After having to sit through bizarre, obscure sports such as dressage and kayaking, track & field at the Olympics is finally here. The action kicked off on Friday and continues through the end of the Olympics. Here is a quick rundown of how some of the Oregon athletes have fared thus far.
Brianne Theisen-Eaton - Heptathlon
Brianne Theisen-Eaton, the former Duck and wife of fellow Duck Ashton Eaton, took home the bronze medal for Canada in the heptathlon yesterday in Rio. Theisen-Eaton overcame a rough first day where she was sitting in sixth place, but finished strong to take home the bronze.

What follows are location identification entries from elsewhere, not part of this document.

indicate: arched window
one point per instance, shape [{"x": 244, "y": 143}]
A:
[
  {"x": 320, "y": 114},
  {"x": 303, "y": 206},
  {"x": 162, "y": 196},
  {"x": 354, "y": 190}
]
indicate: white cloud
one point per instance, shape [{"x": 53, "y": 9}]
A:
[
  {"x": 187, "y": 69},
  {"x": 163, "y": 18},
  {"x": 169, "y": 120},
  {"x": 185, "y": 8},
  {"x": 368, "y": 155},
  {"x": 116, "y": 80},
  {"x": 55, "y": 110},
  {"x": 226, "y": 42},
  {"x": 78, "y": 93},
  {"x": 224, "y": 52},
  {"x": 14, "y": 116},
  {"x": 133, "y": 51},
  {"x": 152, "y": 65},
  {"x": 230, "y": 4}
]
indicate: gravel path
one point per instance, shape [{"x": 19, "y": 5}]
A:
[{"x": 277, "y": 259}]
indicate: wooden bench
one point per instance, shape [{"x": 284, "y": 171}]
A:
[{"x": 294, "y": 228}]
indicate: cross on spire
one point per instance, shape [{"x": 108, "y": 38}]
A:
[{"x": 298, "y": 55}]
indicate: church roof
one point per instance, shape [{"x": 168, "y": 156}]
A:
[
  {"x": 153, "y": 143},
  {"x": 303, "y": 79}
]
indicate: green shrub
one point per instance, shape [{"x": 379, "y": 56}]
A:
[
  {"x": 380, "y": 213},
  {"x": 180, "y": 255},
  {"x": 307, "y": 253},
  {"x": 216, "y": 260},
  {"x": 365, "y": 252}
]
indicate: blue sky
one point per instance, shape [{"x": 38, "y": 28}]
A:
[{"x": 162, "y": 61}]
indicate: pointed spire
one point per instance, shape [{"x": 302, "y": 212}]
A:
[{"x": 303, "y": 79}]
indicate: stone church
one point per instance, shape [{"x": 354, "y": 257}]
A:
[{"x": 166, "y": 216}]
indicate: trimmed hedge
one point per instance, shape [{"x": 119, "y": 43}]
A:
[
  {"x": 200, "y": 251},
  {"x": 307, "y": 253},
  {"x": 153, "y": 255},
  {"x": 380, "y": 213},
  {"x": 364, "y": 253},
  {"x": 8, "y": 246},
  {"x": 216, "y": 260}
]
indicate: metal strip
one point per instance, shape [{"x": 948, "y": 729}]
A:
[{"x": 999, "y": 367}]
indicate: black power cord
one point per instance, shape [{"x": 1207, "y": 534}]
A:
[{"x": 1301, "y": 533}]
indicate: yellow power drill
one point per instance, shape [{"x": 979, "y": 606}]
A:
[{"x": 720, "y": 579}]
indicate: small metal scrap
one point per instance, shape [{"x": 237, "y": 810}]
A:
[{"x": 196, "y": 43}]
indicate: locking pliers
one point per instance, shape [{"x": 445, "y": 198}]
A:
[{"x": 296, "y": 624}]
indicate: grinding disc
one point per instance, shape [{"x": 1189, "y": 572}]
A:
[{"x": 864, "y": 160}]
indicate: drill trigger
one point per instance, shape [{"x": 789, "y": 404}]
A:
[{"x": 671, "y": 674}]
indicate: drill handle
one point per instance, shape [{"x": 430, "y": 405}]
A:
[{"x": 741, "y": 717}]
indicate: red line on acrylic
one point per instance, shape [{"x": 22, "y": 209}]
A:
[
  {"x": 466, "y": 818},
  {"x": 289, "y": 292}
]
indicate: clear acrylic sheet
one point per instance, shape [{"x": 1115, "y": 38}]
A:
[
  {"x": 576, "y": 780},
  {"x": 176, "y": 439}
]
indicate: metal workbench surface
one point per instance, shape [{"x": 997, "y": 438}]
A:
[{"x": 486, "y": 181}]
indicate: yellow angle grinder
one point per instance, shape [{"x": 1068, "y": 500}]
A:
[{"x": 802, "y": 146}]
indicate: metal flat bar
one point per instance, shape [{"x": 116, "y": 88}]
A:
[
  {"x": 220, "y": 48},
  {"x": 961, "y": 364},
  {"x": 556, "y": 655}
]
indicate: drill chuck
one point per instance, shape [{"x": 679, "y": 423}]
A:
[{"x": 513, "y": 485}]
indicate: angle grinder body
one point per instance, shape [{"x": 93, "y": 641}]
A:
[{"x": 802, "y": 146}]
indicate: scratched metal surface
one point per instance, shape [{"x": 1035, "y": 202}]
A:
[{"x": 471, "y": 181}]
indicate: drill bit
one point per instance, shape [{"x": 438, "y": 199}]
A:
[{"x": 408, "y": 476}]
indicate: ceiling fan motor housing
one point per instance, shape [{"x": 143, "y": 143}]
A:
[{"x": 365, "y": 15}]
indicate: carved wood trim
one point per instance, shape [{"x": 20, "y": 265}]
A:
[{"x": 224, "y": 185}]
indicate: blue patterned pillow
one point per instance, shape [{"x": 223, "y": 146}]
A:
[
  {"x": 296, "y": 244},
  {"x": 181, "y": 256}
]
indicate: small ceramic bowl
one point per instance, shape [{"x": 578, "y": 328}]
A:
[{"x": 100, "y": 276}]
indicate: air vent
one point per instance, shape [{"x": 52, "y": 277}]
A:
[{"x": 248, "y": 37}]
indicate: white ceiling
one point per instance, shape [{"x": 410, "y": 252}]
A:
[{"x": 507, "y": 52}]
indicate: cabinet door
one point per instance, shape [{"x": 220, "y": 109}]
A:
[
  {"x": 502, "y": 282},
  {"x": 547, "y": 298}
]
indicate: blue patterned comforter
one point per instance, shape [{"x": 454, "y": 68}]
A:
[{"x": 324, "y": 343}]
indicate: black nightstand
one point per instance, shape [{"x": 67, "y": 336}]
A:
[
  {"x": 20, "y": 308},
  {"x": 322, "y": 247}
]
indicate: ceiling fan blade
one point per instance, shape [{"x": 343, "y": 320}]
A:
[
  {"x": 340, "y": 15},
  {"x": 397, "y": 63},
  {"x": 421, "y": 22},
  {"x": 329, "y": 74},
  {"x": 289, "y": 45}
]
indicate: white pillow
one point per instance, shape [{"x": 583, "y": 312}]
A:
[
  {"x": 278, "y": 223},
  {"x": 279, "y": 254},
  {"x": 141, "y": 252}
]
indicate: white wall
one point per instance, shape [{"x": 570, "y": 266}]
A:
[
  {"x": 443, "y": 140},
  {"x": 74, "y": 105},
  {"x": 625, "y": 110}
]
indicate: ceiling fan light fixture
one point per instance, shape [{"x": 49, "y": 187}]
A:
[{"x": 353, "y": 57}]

Theisen-Eaton finished the competition with 6,653 points. She said she just had an “off day” on the first day of competition and didn't change anything going into the second day. Her throw of 155 feet, 4 inches in the javelin moved her into position for the bronze, a spot she locked up with her 800 performance, which she ran in 2:09.50.
English Gardner - 100 meters
While Brianne Theisen-Eaton was all smiles with her bronze medal, the same could not be said for English Gardner, who finished seventh in the 100 meter finals.
Gardner, who was a medal favorite heading into the Olympics, started slow after the gun went off and finished in 10.94 seconds. Gardner described feeling “sluggish” all day and during the race, clearly disappointed in her performance when she, like so many others, believed she would take home a medal.
Phyllis Francis - 400 meters
Survive and advance. That’s what Olympic qualifying heats are all about, and Francis did so with ease in the women’s 400 meters.
Francis won her first round heat in 50.58 seconds to advance to the semifinals, which was the fastest time of the day. Then, during Sunday’s semifinals, Francis surged from fourth to first in the final stretch to win her race in 50.31 seconds, the second-fastest 400 of her career.
The women’s 400 meter finals will take place tonight at 6:45 p.m. PT.
Galen Rupp - 10,000 meters
Galen Rupp had huge ambitions coming into these Olympics, wanting to medal in both the 10,000 meters and the marathon. Those hopes were dashed on Saturday night as Rupp finished fifth in the field while his Oregon project teammate Mo Farah won his second straight Olympic gold medal in the race.
There was some drama early as Rupp accidentally tripped Farah, sending the favorite down to the ground. However, Farah recovered quickly and gave his teammate the thumbs up to let Rupp know he was ok.
When it came time for the closing kick, Rupp didn't have the same strength we saw from back in 2012 when he finished second in the 10K for silver behind Farah. Many believe this is due to his marathon training, but Rupp wouldn't use that as an excuse.
Now, Rupp will spend the week recovering before running in the marathon next Sunday, which starts at 5:30 a.m. PT.